4. 1996 – Forsyth vs. Ruxley Electronics & Construction

Construction law shows its sensitive side

Case

Stephen Forsyth employed Ruxley Electronics & Construction to build a swimming pool in his garden in Kent. He wanted it seven feet six inches deep. Client and contractor went to court because the pool was built to a depth of only six feet.

Forsyth claimed he needed £23,000 to dig out the pool so it complied with the contract. The surprise came when the court agreed that Forsyth had a claim but ordered the builder to pay only £2,500 of damages. The reasoning was that Forsyth was unlikely to bother carrying out remedial work on the pool. After all, you could still happily swim and dive in it.

I like that the law, instead of saying, ‘you have not built to specification therefore knock it down’ is showing sensitivity

Tony Bingham, barrister

The case went to the appeal court and then on to the House of Lords. Bingham says: “In the court of appeal the five judges said Forsyth was entitled to full damages and it didn’t matter whether he spent the money on changing the pool or taking his wife on a cruise.”

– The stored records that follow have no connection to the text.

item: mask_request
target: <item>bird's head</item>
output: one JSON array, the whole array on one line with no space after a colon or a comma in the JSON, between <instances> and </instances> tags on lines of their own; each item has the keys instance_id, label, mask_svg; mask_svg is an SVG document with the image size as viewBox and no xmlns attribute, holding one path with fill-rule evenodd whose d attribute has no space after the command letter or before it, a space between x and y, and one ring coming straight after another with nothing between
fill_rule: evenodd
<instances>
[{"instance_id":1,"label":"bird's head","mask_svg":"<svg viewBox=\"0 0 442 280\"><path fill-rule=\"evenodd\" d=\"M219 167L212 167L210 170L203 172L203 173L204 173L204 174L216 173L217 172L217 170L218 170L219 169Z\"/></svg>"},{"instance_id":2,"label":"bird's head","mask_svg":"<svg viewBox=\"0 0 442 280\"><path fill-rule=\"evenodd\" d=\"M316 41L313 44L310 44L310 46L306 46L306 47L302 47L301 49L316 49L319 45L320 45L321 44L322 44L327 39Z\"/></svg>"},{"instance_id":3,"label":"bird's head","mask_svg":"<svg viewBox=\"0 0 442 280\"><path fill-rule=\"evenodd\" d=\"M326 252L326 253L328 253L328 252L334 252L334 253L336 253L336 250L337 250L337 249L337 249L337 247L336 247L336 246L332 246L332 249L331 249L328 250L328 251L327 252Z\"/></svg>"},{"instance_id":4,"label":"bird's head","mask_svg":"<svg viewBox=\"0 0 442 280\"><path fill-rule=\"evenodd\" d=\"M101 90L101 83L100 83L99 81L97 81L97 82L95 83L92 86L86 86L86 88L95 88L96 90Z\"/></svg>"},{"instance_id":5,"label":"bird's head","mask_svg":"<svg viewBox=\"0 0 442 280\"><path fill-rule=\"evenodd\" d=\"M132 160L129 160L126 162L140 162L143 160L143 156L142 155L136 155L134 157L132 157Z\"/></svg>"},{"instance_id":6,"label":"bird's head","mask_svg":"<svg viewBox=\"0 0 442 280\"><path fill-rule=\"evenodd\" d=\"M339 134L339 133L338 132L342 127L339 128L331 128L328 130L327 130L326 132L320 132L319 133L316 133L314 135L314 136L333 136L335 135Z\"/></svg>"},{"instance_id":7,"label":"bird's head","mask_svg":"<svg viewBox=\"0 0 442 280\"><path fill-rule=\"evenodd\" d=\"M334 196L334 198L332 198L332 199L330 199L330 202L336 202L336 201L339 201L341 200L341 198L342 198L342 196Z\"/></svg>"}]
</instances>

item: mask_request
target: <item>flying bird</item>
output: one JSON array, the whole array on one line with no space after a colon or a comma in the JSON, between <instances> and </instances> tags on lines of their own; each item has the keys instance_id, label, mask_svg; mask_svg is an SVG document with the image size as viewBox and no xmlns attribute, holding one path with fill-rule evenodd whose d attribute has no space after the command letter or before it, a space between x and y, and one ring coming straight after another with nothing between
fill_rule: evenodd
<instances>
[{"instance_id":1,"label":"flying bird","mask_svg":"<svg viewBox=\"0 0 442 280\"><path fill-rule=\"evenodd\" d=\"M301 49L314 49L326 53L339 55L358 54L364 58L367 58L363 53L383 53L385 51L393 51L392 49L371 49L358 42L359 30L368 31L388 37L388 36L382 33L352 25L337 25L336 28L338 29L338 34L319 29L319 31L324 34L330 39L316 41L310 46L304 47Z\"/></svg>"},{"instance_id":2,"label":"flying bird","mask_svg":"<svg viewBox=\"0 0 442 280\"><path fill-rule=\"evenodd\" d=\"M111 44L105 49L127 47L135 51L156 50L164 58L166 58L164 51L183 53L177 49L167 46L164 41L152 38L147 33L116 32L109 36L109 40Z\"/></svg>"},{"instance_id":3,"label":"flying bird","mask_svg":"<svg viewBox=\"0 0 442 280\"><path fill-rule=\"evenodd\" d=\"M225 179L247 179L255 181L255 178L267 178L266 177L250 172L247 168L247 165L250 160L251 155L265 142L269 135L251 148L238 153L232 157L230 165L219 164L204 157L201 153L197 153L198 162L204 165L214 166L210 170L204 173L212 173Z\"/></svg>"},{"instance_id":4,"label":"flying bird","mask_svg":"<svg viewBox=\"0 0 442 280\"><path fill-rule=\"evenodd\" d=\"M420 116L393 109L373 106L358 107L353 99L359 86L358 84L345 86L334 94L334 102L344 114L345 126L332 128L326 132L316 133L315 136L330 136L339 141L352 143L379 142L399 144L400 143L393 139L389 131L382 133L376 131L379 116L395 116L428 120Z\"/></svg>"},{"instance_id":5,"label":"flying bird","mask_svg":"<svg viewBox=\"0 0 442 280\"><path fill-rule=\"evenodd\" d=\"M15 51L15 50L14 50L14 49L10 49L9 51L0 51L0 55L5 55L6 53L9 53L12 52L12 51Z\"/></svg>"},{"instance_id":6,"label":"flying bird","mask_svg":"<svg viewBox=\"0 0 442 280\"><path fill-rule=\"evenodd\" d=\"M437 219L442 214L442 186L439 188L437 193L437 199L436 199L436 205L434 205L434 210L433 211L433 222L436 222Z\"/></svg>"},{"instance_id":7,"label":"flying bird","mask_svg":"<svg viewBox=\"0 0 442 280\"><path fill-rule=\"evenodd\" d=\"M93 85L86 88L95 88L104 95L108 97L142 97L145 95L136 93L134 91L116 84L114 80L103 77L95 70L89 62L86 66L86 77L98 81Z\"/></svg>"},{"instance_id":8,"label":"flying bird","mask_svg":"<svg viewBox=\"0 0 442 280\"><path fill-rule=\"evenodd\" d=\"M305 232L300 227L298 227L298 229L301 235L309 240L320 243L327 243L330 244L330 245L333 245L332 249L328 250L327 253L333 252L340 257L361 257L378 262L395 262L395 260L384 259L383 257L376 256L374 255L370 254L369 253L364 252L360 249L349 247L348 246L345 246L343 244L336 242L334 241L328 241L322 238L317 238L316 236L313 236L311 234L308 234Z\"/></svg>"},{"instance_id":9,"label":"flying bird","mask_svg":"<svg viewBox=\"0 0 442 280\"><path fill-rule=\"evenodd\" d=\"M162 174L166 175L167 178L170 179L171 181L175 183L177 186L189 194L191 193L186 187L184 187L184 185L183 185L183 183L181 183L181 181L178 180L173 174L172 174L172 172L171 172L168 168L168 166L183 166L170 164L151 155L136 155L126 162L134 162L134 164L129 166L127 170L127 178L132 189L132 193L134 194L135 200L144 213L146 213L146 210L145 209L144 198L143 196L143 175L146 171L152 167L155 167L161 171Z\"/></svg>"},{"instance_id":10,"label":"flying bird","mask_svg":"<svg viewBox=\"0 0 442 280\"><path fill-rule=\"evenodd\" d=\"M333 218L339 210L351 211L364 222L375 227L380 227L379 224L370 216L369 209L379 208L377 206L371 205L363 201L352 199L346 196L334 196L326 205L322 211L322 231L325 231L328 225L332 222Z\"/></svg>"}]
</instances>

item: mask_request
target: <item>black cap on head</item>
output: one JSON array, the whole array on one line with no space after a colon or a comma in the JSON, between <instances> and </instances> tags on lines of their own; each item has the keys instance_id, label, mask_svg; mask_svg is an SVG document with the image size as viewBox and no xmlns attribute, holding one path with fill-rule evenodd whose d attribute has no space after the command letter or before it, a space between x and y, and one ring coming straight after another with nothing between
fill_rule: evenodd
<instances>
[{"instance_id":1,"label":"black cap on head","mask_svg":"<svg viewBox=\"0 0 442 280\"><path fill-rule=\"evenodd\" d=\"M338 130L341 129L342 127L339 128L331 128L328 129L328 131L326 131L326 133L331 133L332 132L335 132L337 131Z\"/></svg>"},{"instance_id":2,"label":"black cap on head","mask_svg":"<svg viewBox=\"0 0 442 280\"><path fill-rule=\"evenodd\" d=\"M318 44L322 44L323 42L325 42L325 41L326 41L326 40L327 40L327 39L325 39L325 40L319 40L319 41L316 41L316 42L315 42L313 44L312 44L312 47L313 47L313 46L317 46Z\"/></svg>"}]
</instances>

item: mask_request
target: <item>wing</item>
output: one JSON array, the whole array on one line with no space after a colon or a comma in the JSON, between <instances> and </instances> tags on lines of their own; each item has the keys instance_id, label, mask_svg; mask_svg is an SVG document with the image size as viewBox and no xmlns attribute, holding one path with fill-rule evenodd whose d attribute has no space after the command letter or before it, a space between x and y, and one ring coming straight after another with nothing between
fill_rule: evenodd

However, the Lords said Forsyth was not entitled to the full cost of rebuilding his pool. It reasoned that the defect was “technical” and affected neither the use of the pool nor the overall value of Forsyth’s property.

Consequences

Bingham says: “I think this was a lovely case for the construction industry because although there was a breach of contract and the remedy was to pay for digging out the pool, the House of Lords felt that Forsyth was not entitled to a remedy at all costs – rather it was about what he had lost.”

The circumstances of the loss can be better understood if you image the owner had been an Olympic swimmer – in which case the proportions of the pool would have been far more important.

Bingham says: “I like that the law, instead of saying, ‘you have not built to specification therefore knock it down’ is showing sensitivity. If there is a bit of dodgy brickwork it doesn’t mean you knock down the whole building.”

5. 2005 – Great Eastern Hotel vs. John Laing Construction

Construction management loses its teflon coat

Case

I don’t see as many CM deals cross my desk as before

Paul Brampton, Taylor Wessing

When a luxury London hotel upgrade overran by a year and cost almost double the original budget the client sued the construction manager, John Laing. This was the first time a construction management job had ended up in court.

Under a construction management arrangement it was widely thought the client would always foot the bill, no matter how much it mushroomed. The client was supposed to carry the bulk of time and cost risk under the approach because although the CM plans and programmes the work, the trade contractors actually carry out the work and they contract directly with the client.

But when the Great Eastern Hotel project came in at £61m instead of £38m, the client broke the mould. “Great Eastern weren’t happy with the way Laing hand managed the trade contractors. They took Laing to court and to everyone’s surprise they won”, says Paul Brampton, solicitor with Taylor Wessing.

Laing was found to have breached its obligations and was ordered to pay £10m to the client, a joint venture between Conran and US hotelier Wyndham International.

Consequences

“Before the Great Eastern case everyone thought construction managers were bullet-proof – whatever the cost of the project, the client had to pay, not the construction manager,” says Brampton.

“The case has caused people to approach construction management with caution. Those who are naturally risk averse, like banks and funders, are very wary about jobs procured on a CM basis. If you lend money to a CM project and it goes wrong, everyone will say it was your own fault. I don’t see as many CM deals cross my desk as before.”

He reckons the case showed that construction management is only suitable for more sophisticated employers carrying out simple projects. “Where it’s not suitable is when you have a new swanky design that has not been tried before and that the client just wants to build as quickly as possible.”